But in the past few years, enterprise search – which applies some of the same principles as Internet search to unstructured business information – has promised huge productivity gains. “The majority of employees do not either have the time nor often the skills or training to search efficiently and effectively,” says Ovum analyst Mike Davis. “Automated enterprise information access is a major opportunity for improving productivity, reducing error and corporate risk.”
Legal discovery is certainly a major driver for the sector, but anecdotally a surprisingly large number of enterprise search deployments are user driven – typically an influential user asks the question: “Why can’t I search my firm’s files as easily as Google searches the Net?”
Users become frustrated when they go home and discover the tools they use to surf the web are more sophisticated and efficient than those they are forced to use at work, says Google enterprise’s product marketing manager for EMEA, David Armstrong.
Google’s plug-and-play enterprise search appliances are used by companies such as Apple and British Airways for their public-facing websites. However, the web remains a very different beast to the enterprise environment, and some question whether the search giant has yet made the leap.

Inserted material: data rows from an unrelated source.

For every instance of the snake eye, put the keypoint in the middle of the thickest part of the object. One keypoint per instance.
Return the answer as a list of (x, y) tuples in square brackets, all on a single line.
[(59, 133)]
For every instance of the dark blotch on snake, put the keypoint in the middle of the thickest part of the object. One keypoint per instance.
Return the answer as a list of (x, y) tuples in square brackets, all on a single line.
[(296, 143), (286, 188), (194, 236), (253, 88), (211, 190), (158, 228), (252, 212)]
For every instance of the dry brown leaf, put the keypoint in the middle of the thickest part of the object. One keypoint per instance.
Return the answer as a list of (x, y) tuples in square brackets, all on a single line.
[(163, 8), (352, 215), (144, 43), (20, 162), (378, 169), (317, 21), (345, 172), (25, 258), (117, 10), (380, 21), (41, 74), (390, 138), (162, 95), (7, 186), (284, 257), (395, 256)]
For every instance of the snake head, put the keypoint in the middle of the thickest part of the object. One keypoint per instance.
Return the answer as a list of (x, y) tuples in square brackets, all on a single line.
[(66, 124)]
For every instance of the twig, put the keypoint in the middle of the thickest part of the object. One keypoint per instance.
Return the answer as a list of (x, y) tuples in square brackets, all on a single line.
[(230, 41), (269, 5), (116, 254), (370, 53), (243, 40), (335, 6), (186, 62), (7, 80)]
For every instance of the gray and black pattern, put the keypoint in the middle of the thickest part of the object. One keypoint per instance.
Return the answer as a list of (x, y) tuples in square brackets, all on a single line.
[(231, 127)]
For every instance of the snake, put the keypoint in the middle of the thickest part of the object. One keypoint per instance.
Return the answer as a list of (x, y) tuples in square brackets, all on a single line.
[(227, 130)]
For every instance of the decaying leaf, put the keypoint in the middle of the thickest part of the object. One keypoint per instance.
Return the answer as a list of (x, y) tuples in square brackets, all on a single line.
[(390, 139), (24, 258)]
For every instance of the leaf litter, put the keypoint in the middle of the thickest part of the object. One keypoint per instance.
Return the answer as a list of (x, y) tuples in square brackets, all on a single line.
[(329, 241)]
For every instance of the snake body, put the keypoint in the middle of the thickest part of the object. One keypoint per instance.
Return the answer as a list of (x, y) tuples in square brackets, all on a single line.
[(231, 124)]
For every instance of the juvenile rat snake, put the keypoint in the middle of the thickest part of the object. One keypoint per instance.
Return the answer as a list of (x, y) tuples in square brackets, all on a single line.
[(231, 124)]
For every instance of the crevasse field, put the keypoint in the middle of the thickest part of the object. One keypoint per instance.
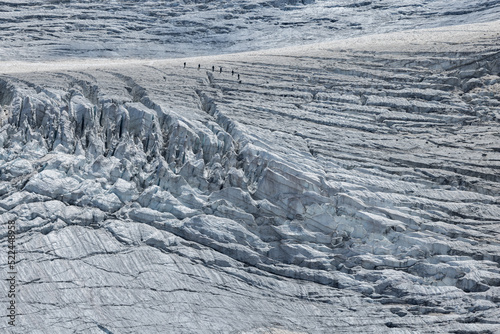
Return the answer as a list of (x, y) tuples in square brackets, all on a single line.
[(251, 167)]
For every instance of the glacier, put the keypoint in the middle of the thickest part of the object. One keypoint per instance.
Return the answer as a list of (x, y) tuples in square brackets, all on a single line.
[(344, 186)]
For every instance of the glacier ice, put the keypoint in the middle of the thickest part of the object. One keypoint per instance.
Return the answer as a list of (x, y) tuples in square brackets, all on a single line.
[(354, 189)]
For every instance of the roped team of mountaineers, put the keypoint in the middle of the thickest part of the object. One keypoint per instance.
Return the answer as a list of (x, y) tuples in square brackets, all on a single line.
[(220, 70)]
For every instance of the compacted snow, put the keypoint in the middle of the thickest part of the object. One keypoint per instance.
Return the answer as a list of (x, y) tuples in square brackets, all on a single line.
[(348, 186), (48, 29)]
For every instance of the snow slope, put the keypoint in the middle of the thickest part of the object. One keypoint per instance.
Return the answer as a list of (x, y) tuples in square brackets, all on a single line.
[(350, 186), (41, 29)]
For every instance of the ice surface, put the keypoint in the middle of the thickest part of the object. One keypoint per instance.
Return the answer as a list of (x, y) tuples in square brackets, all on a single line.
[(40, 30), (348, 186)]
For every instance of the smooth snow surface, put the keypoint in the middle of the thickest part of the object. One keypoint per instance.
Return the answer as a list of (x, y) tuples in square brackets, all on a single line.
[(54, 29), (343, 187)]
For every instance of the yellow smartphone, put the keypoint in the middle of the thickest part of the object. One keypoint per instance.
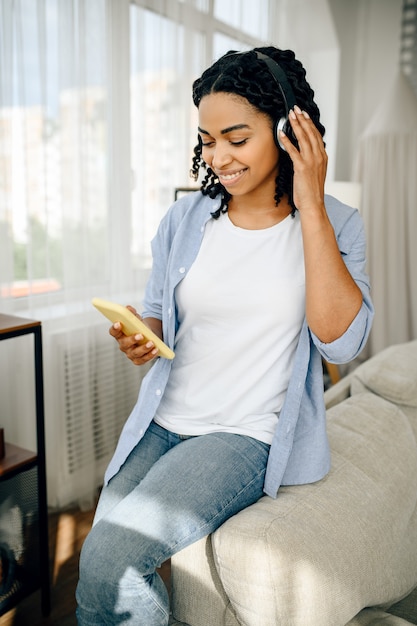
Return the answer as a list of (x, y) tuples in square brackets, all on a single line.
[(131, 325)]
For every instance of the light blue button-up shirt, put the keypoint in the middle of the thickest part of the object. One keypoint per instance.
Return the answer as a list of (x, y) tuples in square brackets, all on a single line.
[(299, 452)]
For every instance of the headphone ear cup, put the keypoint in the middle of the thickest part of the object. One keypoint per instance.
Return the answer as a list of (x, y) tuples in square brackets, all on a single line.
[(284, 125)]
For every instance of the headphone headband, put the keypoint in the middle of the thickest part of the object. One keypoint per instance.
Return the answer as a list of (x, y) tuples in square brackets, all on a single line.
[(281, 80)]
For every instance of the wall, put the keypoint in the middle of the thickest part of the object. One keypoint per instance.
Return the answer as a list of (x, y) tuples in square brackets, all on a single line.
[(368, 32)]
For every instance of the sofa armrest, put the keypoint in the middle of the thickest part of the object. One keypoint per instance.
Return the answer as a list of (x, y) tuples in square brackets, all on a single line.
[(338, 392)]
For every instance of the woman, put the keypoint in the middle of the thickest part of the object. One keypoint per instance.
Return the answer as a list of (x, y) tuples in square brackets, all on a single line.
[(255, 278)]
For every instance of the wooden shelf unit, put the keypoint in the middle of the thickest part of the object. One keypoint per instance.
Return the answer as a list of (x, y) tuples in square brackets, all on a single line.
[(23, 480)]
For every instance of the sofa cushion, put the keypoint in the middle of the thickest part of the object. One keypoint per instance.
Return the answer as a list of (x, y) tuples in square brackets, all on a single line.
[(320, 553), (391, 374)]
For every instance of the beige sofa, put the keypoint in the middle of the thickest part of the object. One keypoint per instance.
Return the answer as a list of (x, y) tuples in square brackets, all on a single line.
[(320, 554)]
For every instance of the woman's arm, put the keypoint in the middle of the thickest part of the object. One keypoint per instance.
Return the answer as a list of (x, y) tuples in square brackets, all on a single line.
[(333, 299)]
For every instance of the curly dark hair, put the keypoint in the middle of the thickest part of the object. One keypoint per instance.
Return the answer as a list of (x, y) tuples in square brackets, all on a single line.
[(248, 76)]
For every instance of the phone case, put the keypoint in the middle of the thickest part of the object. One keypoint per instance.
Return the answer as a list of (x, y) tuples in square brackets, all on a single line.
[(131, 325)]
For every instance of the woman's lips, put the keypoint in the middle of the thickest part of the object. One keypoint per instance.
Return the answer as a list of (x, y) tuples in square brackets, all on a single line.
[(230, 179)]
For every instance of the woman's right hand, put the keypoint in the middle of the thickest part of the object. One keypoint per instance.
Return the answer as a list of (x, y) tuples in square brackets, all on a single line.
[(133, 347)]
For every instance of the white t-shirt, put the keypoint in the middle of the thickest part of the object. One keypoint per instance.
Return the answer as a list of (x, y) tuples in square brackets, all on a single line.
[(240, 308)]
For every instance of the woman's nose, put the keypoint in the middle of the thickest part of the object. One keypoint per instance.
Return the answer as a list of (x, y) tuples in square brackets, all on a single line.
[(221, 156)]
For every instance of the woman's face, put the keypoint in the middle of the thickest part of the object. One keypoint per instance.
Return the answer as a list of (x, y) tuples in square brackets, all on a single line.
[(238, 144)]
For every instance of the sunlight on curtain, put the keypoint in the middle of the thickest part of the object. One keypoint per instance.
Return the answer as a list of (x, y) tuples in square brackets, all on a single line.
[(57, 127), (165, 58), (54, 136)]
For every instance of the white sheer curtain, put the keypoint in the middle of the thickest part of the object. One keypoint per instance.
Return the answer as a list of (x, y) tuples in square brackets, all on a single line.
[(65, 224), (386, 169)]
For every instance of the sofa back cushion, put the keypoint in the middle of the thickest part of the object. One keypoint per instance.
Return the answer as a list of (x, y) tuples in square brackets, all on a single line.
[(391, 374), (319, 553)]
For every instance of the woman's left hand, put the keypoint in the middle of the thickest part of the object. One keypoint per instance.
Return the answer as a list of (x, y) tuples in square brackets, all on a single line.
[(309, 161)]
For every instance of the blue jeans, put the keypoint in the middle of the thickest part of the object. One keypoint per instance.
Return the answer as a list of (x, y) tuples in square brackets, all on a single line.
[(171, 491)]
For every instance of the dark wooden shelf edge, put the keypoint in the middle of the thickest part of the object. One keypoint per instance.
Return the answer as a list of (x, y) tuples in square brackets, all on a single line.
[(15, 458)]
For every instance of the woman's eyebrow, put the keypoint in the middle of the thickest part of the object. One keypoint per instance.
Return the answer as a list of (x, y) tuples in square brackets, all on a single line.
[(225, 130)]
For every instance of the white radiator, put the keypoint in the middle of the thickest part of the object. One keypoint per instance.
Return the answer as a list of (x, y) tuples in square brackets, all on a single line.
[(90, 389)]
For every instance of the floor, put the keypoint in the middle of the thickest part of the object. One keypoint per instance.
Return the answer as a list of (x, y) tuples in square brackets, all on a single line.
[(66, 535)]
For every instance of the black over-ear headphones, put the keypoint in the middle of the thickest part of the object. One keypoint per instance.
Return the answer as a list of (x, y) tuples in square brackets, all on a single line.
[(287, 94)]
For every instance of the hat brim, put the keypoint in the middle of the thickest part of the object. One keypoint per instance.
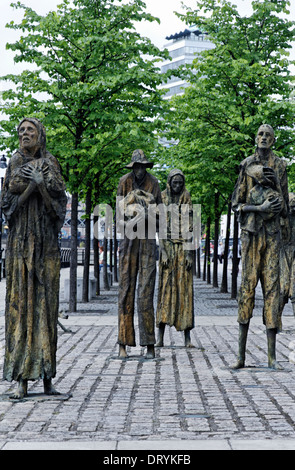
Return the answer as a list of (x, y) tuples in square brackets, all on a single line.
[(145, 163)]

Unlike the web, which is fairly consistently constructed of HTML pages that want to be found, unstructured data in an enterprise includes emails, documents, files and even third-party data strewn across a multitude of systems, some of which the enterprise may even be unaware it owns.
“Google has an incredible brand, but the reason it hasn’t been as successful in enterprise search is because it is a very different field [to the web],” says Autonomy CEO Mike Lynch.
“Unlike the web, [enterprise] information is spread across multiple repositories and perhaps 300 to 400 different file types and formats. Search algorithms on the Net work by looking through the most popular pages – but the important legal document you’re searching for, for example, might be unpopular. If you miss it, you [could] go to jail.”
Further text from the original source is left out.